Wolfire Games has posted a wonderful discussion regarding the OnLive streaming game service that launched officially (for some definition of “officially”) yesterday at 6PM PT/9PM ET. Jeff from Wolfire Games has been participating in the Beta for OnLive, and had some very good and smart insights into the service that detail the merits and downfalls of OnLive well.
However, during the post, he let slip an interesting tidbit that lead to some exciting thoughts.
From the OnLive FAQ:
Unfortunately, because of licensing restrictions, we can only offer Mass Effect 2 for play under Windows. So, if you do not have access to a PC, your only option to play it on a Mac is under Windows using Boot Camp or a similar system. We apologize for the inconvenience. OnLive has no other games in the pipeline that are Windows-only, and we do not expect to have any others.
This is ridiculous on so many levels and a great example of why OnLive is so fascinating and controversial. I might be able to virtualize OnLive in Parallels, so that I would be playing Mass Effect 2 through OnLive on Windows running inside of Parallels virtualized on Mac OS X. It feels bad enough when publishers don’t make the effort to support Mac OS X and Linux, the fact that EA has actually gone out of their way to make ME2 inacessible to Mac OnLive users is worth examining in its own blog post.
Worth examining indeed. So I’ll beat Jeff to the punch and examine it now. Why would Mass Effect 2, amongst all the other games available on the OnLive service (such as Assassin’s Creed 2, Prince of Persia: The Forgotten Sands and Tom Clancy’s Splinter Cell: Conviction from Ubisoft, Batman: Arkham Asylum and Just Cause 2 from Square Enix, etc) be unavailable on the Mac through OnLive?
I think it’s because EA, or a Mac publisher in conjunction with EA, has Mass Effect 2 for the Mac in the pipeline right now.
OnLive right now is still an experimental service. Let’s face it, most of the people who are going to sign up for it are early adopters (like me) who can’t wait to try out something new and cutting edge. My neighbor next door isn’t going to try it out now (Mac user though he is). And certainly my older friend whose laptop I just helped fix won’t. It’s going to be another year or more before this service is going to be anything other than early adopter fodder.
We early adopters are also the biggest source of revenue for a new game on the Mac that requires a higher end Mac. Like Mass Effect 2. If EA were to bring Mass Effect 2 to the Mac in another 1.5 years or longer, those “higher end Macs” would start to become lower end Macs. A wider audience would be picking the game up.
Except that biggest group would have already played it. They’ve played it on their boot camp partitions. They’ve played it on their Parallels/VMware Fusion/Crossover virtualized Macs. They’ve played it on their PCs (horrors!). If any buy it at that time, it’s for nostalgia and because they want to see what it’s like to run a native game on their Mac.

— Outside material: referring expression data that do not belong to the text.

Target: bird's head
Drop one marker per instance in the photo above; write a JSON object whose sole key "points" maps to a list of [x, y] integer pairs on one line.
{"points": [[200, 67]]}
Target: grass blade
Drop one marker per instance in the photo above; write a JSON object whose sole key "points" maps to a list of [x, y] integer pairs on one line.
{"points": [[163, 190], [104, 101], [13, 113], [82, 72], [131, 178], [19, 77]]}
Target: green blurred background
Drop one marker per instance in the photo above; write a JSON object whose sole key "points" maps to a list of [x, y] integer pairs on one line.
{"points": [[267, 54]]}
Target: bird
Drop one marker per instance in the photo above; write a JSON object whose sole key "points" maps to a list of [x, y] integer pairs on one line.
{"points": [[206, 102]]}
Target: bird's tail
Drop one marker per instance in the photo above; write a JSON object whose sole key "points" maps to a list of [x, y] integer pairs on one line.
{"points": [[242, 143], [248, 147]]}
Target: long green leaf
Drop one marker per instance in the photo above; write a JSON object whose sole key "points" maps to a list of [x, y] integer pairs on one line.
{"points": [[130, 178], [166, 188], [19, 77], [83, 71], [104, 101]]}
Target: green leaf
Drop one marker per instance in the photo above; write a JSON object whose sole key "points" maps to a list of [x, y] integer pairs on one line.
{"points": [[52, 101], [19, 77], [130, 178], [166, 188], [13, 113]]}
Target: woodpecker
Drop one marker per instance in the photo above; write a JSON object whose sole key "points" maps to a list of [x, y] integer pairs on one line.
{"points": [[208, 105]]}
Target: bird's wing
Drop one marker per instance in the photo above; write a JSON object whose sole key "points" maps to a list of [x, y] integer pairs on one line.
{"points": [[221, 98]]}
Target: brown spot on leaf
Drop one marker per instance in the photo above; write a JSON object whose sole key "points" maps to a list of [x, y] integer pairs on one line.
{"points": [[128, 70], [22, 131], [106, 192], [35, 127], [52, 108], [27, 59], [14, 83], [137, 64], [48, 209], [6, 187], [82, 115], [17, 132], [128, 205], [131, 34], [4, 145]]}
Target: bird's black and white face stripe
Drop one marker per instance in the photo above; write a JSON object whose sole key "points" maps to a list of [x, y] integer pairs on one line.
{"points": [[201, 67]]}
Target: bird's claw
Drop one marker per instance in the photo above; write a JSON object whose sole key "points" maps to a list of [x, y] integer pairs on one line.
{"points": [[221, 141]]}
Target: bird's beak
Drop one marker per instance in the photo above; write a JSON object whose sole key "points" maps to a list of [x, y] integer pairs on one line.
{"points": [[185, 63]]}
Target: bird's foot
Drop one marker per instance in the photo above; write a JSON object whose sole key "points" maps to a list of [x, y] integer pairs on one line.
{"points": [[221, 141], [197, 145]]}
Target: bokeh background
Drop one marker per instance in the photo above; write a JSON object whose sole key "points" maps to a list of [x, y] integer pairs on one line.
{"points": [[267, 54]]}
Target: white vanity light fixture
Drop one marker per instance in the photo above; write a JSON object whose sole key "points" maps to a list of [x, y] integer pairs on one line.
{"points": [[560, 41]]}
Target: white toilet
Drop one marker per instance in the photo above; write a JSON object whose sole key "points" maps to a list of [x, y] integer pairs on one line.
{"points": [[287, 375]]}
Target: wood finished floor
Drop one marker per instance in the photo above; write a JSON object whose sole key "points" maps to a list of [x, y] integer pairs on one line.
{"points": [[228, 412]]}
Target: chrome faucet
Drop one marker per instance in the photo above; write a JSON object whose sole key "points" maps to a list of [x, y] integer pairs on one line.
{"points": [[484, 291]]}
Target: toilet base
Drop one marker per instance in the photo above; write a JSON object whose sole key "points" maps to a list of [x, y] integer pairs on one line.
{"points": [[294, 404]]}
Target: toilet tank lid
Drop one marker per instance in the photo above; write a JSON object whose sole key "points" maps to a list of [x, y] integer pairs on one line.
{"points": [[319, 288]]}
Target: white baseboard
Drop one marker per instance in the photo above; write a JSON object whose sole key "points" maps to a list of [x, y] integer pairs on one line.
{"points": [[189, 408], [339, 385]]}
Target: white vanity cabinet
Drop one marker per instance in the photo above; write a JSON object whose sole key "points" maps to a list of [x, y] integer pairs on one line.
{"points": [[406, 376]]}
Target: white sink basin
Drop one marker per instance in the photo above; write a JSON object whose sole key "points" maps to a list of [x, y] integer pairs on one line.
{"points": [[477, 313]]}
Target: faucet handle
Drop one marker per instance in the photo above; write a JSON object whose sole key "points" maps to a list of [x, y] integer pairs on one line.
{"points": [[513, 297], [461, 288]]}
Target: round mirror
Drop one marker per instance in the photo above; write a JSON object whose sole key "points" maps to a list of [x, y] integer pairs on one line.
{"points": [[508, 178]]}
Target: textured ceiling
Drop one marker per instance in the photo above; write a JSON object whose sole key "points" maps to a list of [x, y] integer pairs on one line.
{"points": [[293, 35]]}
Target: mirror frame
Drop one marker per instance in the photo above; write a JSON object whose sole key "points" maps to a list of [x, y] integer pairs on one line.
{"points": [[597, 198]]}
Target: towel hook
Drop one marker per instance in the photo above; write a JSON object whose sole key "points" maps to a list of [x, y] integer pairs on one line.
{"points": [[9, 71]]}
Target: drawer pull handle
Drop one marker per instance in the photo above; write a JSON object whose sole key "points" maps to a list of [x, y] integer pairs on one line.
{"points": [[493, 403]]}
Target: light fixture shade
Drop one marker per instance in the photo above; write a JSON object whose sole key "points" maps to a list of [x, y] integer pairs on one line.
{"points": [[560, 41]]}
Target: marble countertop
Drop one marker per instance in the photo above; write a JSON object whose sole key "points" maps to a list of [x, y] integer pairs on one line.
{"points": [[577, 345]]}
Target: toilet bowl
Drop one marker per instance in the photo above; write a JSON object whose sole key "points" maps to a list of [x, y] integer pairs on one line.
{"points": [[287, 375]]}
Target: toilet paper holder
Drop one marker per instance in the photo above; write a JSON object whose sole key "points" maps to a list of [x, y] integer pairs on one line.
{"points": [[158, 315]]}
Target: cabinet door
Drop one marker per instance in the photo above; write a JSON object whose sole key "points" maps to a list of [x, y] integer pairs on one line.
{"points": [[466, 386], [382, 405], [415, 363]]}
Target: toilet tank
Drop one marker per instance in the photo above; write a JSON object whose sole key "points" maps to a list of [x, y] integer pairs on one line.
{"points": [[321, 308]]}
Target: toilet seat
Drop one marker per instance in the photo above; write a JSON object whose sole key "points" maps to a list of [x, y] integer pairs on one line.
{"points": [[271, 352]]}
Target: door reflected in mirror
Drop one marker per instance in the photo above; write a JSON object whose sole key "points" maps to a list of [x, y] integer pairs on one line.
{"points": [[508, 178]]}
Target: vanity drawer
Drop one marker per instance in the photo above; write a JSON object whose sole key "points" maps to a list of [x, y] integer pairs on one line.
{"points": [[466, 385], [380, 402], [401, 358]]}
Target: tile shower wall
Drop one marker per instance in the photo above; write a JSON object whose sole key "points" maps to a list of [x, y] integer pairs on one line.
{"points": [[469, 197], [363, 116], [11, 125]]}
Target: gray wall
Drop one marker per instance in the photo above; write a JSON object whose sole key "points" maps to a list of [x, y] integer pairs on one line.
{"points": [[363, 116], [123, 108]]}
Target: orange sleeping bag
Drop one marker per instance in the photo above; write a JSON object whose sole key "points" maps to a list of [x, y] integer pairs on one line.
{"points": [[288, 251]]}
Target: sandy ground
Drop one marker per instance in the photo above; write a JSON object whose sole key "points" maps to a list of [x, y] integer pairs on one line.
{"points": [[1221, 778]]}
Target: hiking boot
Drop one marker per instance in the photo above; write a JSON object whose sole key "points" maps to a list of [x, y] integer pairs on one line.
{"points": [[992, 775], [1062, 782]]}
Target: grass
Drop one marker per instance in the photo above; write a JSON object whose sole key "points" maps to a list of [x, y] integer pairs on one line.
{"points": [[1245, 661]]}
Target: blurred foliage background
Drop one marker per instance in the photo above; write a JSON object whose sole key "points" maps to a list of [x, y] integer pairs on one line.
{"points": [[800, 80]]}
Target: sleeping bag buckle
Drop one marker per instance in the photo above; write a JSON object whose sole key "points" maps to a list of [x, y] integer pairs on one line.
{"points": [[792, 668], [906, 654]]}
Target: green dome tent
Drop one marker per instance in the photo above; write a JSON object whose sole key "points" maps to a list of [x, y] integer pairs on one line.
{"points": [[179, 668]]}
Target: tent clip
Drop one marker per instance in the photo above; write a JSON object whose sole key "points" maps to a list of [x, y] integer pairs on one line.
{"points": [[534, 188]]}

Why wait if EA can get in the high-end, early adopter range to buy the game now, from OnLive? Then they could bring the game to the Mac natively later, if they still want to, for the lower end machines.
That would work…only if they didn’t have a Mac version in the pipeline now.
I dunno…maybe I’m dreaming. But this certainly seems to be the most logical answer to that question to me.